In June 2005, I hired Craig Girard and Kirk Verner to host a 30-way camp during Skydive Carolina’s anniversary boogie (which would later morph into CarolinaFest). On the final day of the event, while running past a dirt dive to hot fuel a plane, Craig called me out.
Surrounded by 30 jumpers, Craig stood in his signature style that allows you to pick him out of a group from 500 yards away—bodyweight leaning to one side, hand on his hip with his black and teal jumpsuit tied at the arms around his waist with that cool, surfer-like demeanor.
He said, “Dude, when are you going to stop working and have some fun? Go get your rig and jumpsuit and let’s go.”
I could feel the group mentally roll their eyes. I tried to save them from their despair and told him my paltry jump number. I had 150 jumps and had no business being on a dive that I could potentially screw up for everyone who had been jumping for three long days.
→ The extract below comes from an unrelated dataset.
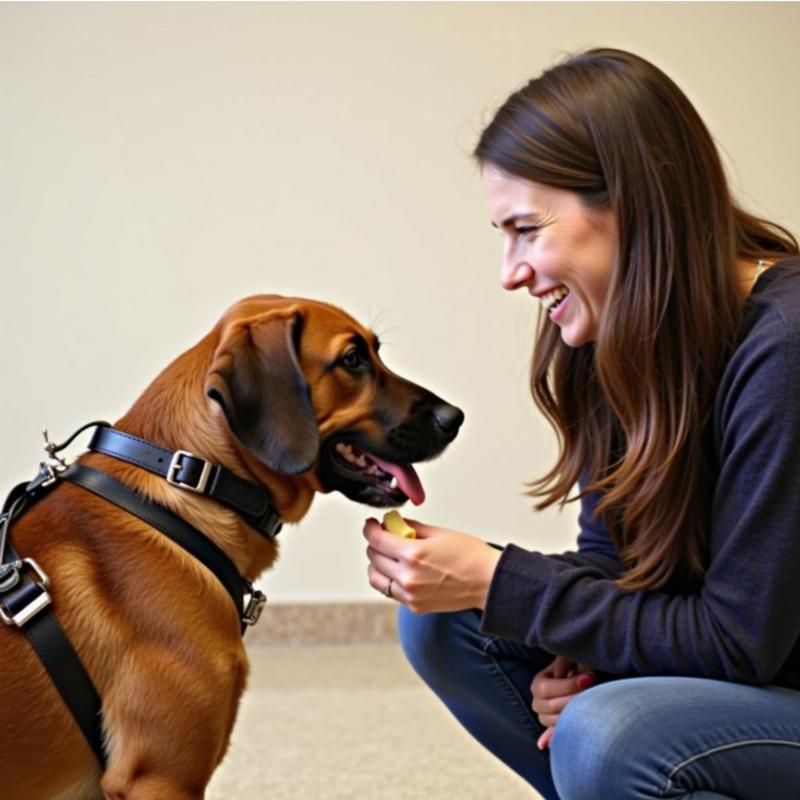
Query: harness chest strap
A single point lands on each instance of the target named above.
(26, 603)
It was as if he never heard me, because his response was immediate and without hesitation. “Perrrrfeeccttt. Grab your stuff, you’re in the base with me. Let’s go.”
I’d pay good money for a picture of that 30-way, taking grips on Craig out of the back of a blue and white Fayard Casa, feeling like a rock star. Looking back, it wasn’t the jump that stands out in my mind, but the goodwill gesture that few others would have extended. Whenever I’ve worked with Craig, Kirk, Eliana and other Airspeed members they’ve always been a class act. I was inspired and became a fan of the Airspeed brand—not because of their amazing record, but because of how they treated me.
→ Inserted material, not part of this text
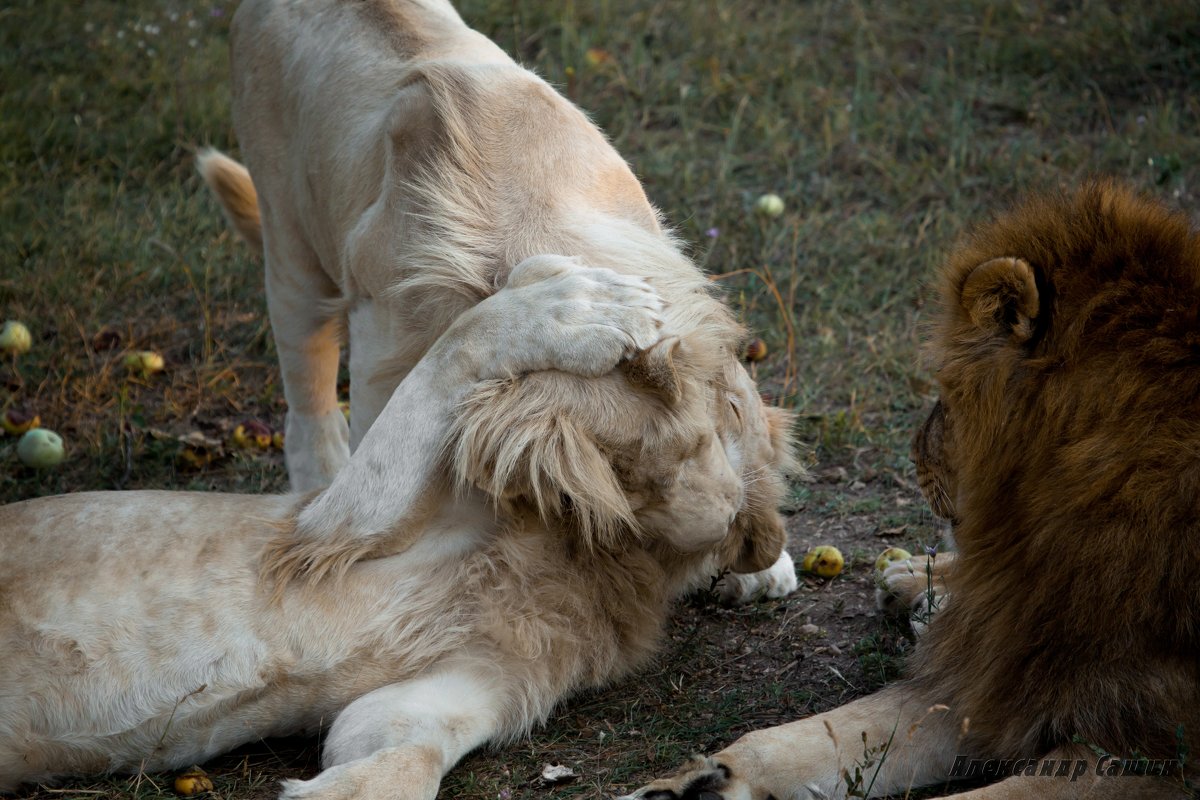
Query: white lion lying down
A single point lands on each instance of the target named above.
(137, 630)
If skydiving was more prominent in the national spotlight, Airspeed would have sponsorships with the biggest brands in the world—certainly because of their talent, but also because of the intangibles that resonate with people. If a brand can create a connection beyond the product or service it offers, then customer loyalty is born.
Earning loyalty equates to people who will happily tell others of your greatness. There is no type of advertising more powerful.
Examine these iconic brands with huge consumer-base loyalty: Toms, Zappos, Whole Foods, Amazon, Costco, Southwest, Wegmans, REI and Goodwill. These companies all focus on creating a connection with consumers by exceeding expectations via a higher social purpose or delivering amazing customer service.
As Simon Sinek beautifully put it, these companies understand the ‘why’ of their existence and not just the ‘what’ of their existence. The companies that can inspire are the ones that win.
If five drop zones were in the same marketplace with the same budgets, same aircraft and same price points—all variables being equal—which one would have market share and greater revenues? The answer is the one that inspires and creates a connection with its customers. In the early stages of business, these companies would all be neck and neck because no one would know the difference. With time, a competitive advantage would be gained, because word-of-mouth needs time to spread.
My vision for great marketing is larger in scope than a quick promotion to drive traffic. In addition to advertising, I push for companies to focus on the small details that revolve around every customer point of interaction and making it great. Advertising is important to draw in new customers, but focusing on details designed to exceed customer expectations makes these new customers loyalists who become repeat customers, who happily tell their social networks about why that drop zone is unique. This approach offers long-term sustainability and a well-defined roadmap for a solid marketing plan.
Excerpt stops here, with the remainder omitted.